Actuating performance

Supplementary Movies 1 and 2 show the change in crystal size during the phase transition. As mentioned above, the single crystals strongly expand and contract by about 51% along their longest axis (parallel to the ac plane), and this deformation is completely reversible. We also note that some of the longer crystals appeared to slightly bend during heating, in a motion that resembles snake slithering (Supplementary Movie 4 and Supplementary Fig. 10). This macroscopic mechanical effect could be caused by a mechanical instability. The forward phase transition is very fast: at a heating rate of 10 K min−1, the transition of form I to form II occurs in less than a few milliseconds. At the same cooling rate, the transition of form II to form I takes more than a few seconds. Figure 3c shows graphically, and Supplementary Table 4 shows more quantitatively a comparison with the expansion of other dynamic crystals whose relative expansions have been reported in the literature. As it can be inferred from there, the elongation of GN is the second largest of all the reported materials, with the largest deformation observed in a CuQ2–TCNQ complex57. However, while during the transition of CuQ2–TCNQ the crystals shatter after the first expansion, in the case of GN the crystals retain their integrity and remain intact even after multiple cycles of switching between the two phases. Indeed, the single crystals of GN are mechanically robust and as shown in Fig. 2e, they do not show evidence of fatigue even after 20 cycles, a result that reflects their extraordinary resistance to fatigue. This robustness is not only a property that sets GN apart from the other martensitic crystals, including thermosalient crystals, which tend to disintegrate1,6,7,12,31,32,33,34,35,36,37, but it also stands as one of the most essential prerequisites for practical applications in devices such as multiple-stroke actuators.

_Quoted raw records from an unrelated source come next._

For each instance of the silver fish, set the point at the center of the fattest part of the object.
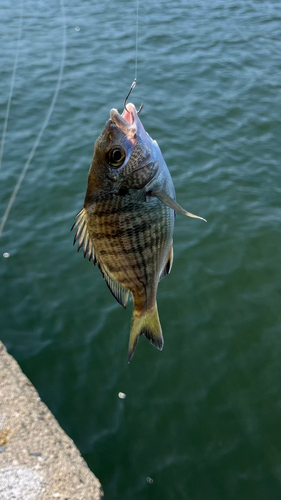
(126, 224)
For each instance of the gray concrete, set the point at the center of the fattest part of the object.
(38, 461)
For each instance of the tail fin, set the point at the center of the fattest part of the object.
(148, 324)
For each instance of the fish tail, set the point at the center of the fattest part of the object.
(145, 323)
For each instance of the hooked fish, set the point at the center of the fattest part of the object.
(127, 221)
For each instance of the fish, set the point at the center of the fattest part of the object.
(127, 221)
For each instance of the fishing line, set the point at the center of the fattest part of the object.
(137, 35)
(11, 89)
(45, 123)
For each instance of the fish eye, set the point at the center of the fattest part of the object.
(116, 156)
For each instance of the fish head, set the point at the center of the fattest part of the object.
(125, 156)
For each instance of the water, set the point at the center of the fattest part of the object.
(202, 418)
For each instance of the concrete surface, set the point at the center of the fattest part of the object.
(38, 461)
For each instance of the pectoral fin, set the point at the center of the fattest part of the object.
(82, 235)
(168, 264)
(165, 198)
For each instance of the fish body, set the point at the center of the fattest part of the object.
(126, 224)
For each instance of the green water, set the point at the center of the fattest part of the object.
(202, 418)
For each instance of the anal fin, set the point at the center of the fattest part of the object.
(119, 292)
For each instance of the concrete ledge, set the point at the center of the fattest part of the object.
(38, 461)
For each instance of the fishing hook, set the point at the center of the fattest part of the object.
(125, 102)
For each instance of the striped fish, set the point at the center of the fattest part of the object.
(126, 224)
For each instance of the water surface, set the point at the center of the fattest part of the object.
(202, 418)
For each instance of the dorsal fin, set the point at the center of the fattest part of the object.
(168, 264)
(119, 292)
(82, 234)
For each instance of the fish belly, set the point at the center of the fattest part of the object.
(132, 239)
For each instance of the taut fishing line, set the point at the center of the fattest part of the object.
(137, 34)
(44, 125)
(11, 90)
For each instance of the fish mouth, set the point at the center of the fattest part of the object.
(127, 122)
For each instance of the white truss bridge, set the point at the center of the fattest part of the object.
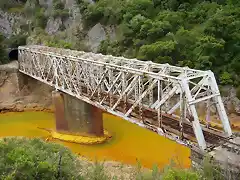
(161, 97)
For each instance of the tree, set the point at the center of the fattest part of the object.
(24, 158)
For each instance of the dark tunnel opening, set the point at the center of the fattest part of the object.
(13, 54)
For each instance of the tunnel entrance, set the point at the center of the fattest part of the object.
(13, 54)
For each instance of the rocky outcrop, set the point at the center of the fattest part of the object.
(19, 92)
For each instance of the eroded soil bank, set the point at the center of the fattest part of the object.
(129, 143)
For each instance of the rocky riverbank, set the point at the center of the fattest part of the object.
(19, 92)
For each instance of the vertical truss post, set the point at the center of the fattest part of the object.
(182, 112)
(219, 104)
(196, 125)
(110, 77)
(55, 71)
(159, 99)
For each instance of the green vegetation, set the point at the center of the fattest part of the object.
(3, 55)
(198, 34)
(59, 10)
(238, 92)
(23, 158)
(12, 5)
(34, 159)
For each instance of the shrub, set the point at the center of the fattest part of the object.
(3, 54)
(238, 92)
(17, 40)
(40, 19)
(59, 10)
(23, 158)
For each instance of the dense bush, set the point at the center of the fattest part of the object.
(199, 34)
(34, 159)
(59, 11)
(3, 55)
(40, 19)
(16, 40)
(9, 4)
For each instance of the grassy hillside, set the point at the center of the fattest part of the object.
(199, 34)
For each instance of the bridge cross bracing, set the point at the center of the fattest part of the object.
(160, 97)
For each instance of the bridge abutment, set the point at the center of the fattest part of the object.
(76, 117)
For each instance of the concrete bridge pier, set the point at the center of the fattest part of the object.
(76, 117)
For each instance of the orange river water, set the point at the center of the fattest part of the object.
(129, 144)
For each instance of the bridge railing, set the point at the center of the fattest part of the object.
(142, 92)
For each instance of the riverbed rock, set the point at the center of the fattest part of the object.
(19, 92)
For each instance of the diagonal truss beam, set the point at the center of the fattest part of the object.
(139, 91)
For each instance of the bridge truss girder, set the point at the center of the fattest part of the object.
(137, 91)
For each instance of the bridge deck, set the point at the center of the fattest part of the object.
(148, 94)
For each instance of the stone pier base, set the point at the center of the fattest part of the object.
(76, 117)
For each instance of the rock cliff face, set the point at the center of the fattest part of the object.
(10, 23)
(19, 92)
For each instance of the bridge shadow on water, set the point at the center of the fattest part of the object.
(128, 144)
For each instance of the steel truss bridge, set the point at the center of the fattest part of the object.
(160, 97)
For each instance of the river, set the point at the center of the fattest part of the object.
(130, 143)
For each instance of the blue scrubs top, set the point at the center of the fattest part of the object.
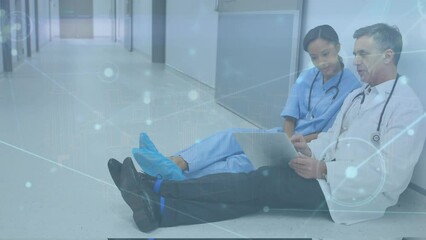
(323, 109)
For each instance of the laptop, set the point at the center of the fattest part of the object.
(265, 148)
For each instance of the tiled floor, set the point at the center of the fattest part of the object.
(68, 109)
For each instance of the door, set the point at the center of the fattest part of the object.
(128, 25)
(76, 18)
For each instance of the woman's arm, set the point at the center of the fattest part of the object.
(289, 125)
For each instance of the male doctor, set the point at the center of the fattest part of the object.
(356, 170)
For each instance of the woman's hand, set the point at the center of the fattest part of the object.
(300, 144)
(309, 168)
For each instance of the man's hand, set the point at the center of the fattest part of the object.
(309, 168)
(300, 144)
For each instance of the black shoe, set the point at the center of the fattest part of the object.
(140, 198)
(114, 168)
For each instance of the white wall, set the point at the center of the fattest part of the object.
(43, 22)
(121, 4)
(102, 18)
(142, 26)
(191, 38)
(347, 16)
(32, 17)
(55, 18)
(102, 22)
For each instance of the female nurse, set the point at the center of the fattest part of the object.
(311, 108)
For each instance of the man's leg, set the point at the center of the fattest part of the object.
(183, 212)
(216, 148)
(232, 164)
(278, 187)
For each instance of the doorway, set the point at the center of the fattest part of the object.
(76, 18)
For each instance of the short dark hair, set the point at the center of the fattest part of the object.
(386, 37)
(325, 32)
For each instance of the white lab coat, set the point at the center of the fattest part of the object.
(366, 178)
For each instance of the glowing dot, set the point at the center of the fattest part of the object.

Fig. 3: Evaluating the actuating performance of guanidinium nitrate crystals.
figure 3

a A setup used to measure the force generated by GN single crystals upon thermal expansion. b Force measured during phase transition of form I to form II during heating as a function of time (in seconds). c Comparison of thermal expansion of GN to other organic crystals. d Maximum output force versus density of GN and two other thermosalient materials (L-pyroglutamic acid and a DABCO-carbazole cocrystal)5,21,32 co-plotted together with other common actuator classes. e Work capacity versus density of GN co-plotted with the same attributes for other main actuator classes. The opaque bubbles represent the range of performance indices values of a particular material, while the other translucent envelopes group together materials belonging to the same actuator class.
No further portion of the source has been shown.